Saat itu juga datang wartawan Amerika dan Pak Subarjo menjemput Jaka “Jaka are you ready?” Tanya wartawan Amerika
itu. “Iya sudah, tapi aku akan ke rumah sakit terlebih dahulu menemui ayah”
Kata Jaka. Jaka yang membawa tas besar menuju kamar nampak bersemangat untuk
meminta izin pada Ayahnya “Ayaaah, Jaka minta izin.

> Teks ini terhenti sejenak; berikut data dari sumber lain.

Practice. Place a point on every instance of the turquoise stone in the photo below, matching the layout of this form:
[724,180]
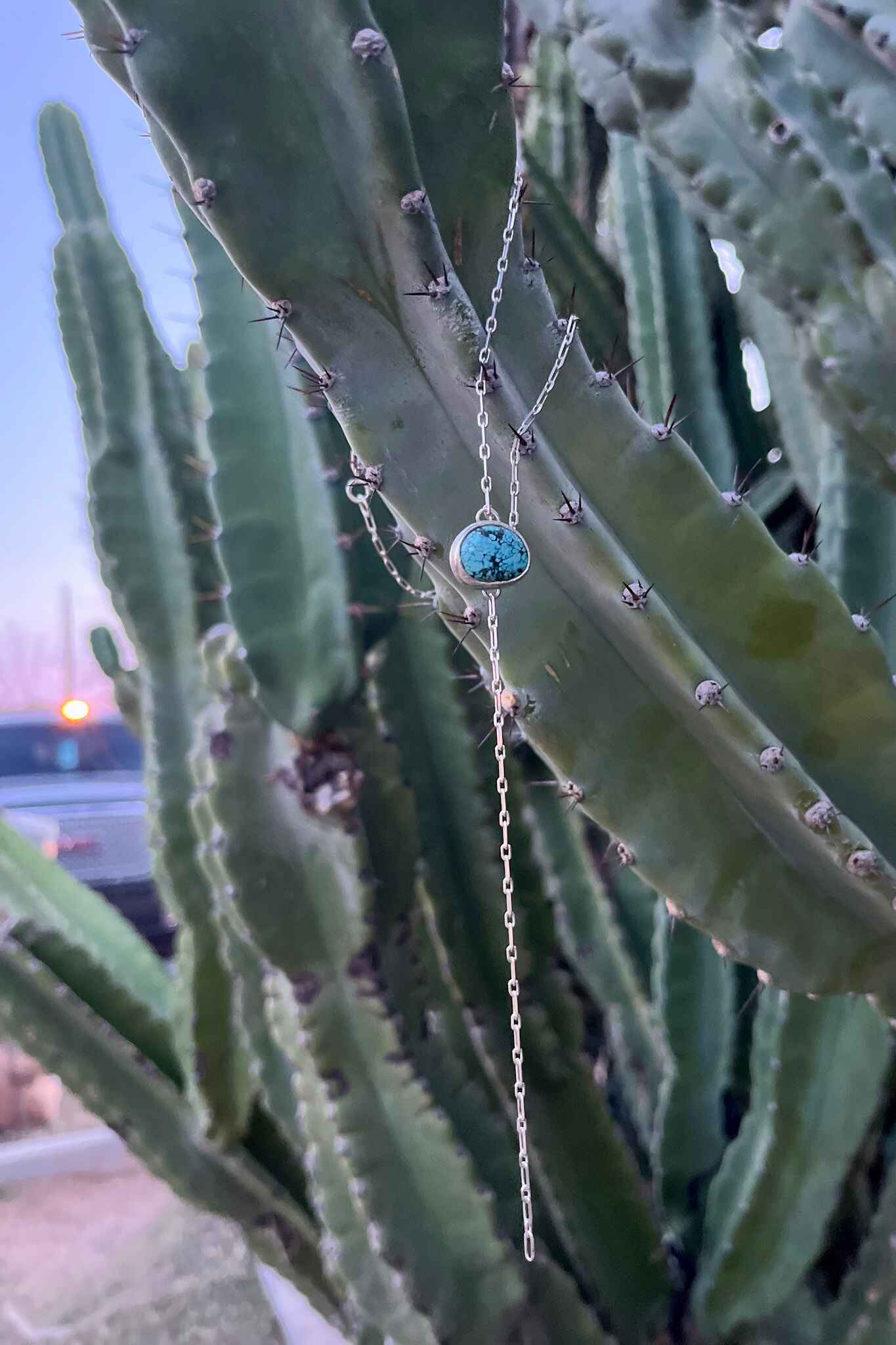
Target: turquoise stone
[494,553]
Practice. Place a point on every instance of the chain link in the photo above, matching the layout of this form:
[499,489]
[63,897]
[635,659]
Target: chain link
[359,491]
[509,921]
[568,335]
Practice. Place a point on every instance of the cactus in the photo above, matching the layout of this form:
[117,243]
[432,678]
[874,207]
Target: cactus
[331,1064]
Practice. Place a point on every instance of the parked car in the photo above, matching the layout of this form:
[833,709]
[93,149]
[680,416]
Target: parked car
[85,775]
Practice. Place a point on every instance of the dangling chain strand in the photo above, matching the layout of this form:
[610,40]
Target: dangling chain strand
[485,353]
[359,490]
[509,920]
[513,517]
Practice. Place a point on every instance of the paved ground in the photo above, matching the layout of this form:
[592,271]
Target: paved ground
[117,1259]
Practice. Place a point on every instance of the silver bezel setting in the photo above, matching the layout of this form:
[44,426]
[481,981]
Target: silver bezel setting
[457,565]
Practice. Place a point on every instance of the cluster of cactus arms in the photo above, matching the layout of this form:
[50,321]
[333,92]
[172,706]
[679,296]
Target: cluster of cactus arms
[698,665]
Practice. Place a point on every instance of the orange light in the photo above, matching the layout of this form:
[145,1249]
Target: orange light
[74,711]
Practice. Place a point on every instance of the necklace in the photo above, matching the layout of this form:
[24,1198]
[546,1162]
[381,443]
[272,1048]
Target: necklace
[489,554]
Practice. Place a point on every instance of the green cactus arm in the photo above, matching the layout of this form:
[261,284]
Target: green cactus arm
[553,128]
[817,1072]
[593,943]
[89,946]
[286,585]
[463,125]
[694,997]
[707,100]
[431,1021]
[803,433]
[150,1115]
[273,1136]
[863,1310]
[660,250]
[837,45]
[599,300]
[567,1115]
[190,468]
[639,246]
[125,682]
[634,906]
[857,530]
[433,1025]
[373,596]
[371,92]
[81,208]
[848,358]
[763,155]
[375,1293]
[139,539]
[296,884]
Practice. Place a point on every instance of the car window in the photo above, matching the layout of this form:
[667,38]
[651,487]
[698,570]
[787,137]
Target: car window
[62,749]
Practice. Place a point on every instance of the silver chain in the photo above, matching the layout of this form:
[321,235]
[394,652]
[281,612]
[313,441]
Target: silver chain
[509,920]
[572,322]
[485,353]
[359,490]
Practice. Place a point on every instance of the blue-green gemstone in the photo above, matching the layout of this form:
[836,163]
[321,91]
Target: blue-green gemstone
[494,553]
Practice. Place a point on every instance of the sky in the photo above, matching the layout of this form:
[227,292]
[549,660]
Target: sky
[45,537]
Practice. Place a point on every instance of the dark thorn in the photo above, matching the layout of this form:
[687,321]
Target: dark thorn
[882,604]
[626,368]
[757,990]
[809,533]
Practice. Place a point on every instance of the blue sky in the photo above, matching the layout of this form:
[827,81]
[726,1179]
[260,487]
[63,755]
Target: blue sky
[43,527]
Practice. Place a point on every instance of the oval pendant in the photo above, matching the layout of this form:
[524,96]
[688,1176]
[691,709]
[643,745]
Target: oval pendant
[489,554]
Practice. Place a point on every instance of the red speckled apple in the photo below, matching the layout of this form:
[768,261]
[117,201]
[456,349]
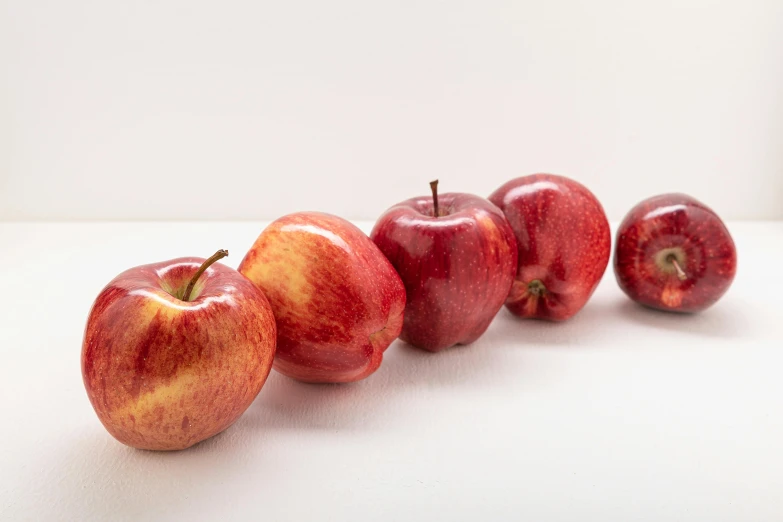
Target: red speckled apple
[674,253]
[457,257]
[564,244]
[175,352]
[337,300]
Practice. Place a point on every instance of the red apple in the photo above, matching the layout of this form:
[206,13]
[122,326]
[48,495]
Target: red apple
[674,253]
[456,255]
[175,352]
[563,240]
[337,300]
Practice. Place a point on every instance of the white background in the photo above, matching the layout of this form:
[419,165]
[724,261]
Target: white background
[620,414]
[249,110]
[240,110]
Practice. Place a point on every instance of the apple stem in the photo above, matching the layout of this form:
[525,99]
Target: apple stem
[680,272]
[220,254]
[434,188]
[536,287]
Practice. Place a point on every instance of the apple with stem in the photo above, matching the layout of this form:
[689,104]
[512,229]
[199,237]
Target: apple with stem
[175,352]
[564,244]
[457,257]
[674,253]
[337,300]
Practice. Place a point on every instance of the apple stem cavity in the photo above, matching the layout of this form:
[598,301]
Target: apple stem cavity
[220,254]
[536,287]
[681,275]
[434,188]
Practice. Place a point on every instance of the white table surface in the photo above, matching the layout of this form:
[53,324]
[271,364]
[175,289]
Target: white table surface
[620,414]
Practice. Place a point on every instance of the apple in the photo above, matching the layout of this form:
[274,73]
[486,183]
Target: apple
[457,257]
[564,244]
[674,253]
[175,352]
[337,300]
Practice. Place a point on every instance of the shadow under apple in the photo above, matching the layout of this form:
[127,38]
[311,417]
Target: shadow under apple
[287,404]
[720,320]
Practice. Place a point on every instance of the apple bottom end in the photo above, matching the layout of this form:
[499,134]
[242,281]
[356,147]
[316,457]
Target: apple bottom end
[657,307]
[520,312]
[166,447]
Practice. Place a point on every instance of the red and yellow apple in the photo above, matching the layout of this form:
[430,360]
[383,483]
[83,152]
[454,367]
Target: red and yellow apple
[564,244]
[457,257]
[175,352]
[674,253]
[337,300]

Tolong doakan Jaka Ayaah”
ucap Jaka sambil bersimpuh di kaki ayahnya. “Tentu Nak, doa ayah menyertaimu.
Jangan lupa lanjutkan pendidikanmu di sana” ucap Pak Karto sambil menangis
tersedu melepas kepergian anaknya.
Tengah malam yang gelap, Jaka
berjalan menuju keluar Rumah Sakit sambil melambaikan tangan pada ayahnya yang
berada di kursi roda dan ditemani Pak Subarjo. “Alhamdulillah.... terimakasih
Tuhan” ucap Jaka dalam hatinya saat menaiki mobil hitam yang akan menuju
Bandara Adi Sucipto.
***
“Luarr biasa,,luarr biasa, Jaka
memang luarr biasa” Ucap Dino Patti Djalal, Duta Besar Indonesia yang
ditugaskan di Amerika ketika turut menyaksikan pementasan Tari Jepin di Gedung
Prebysterian Washington DC bersama Senator-Senator Amerika dan beberapa tokoh
penting lainnya yang mendapat undangan panitia.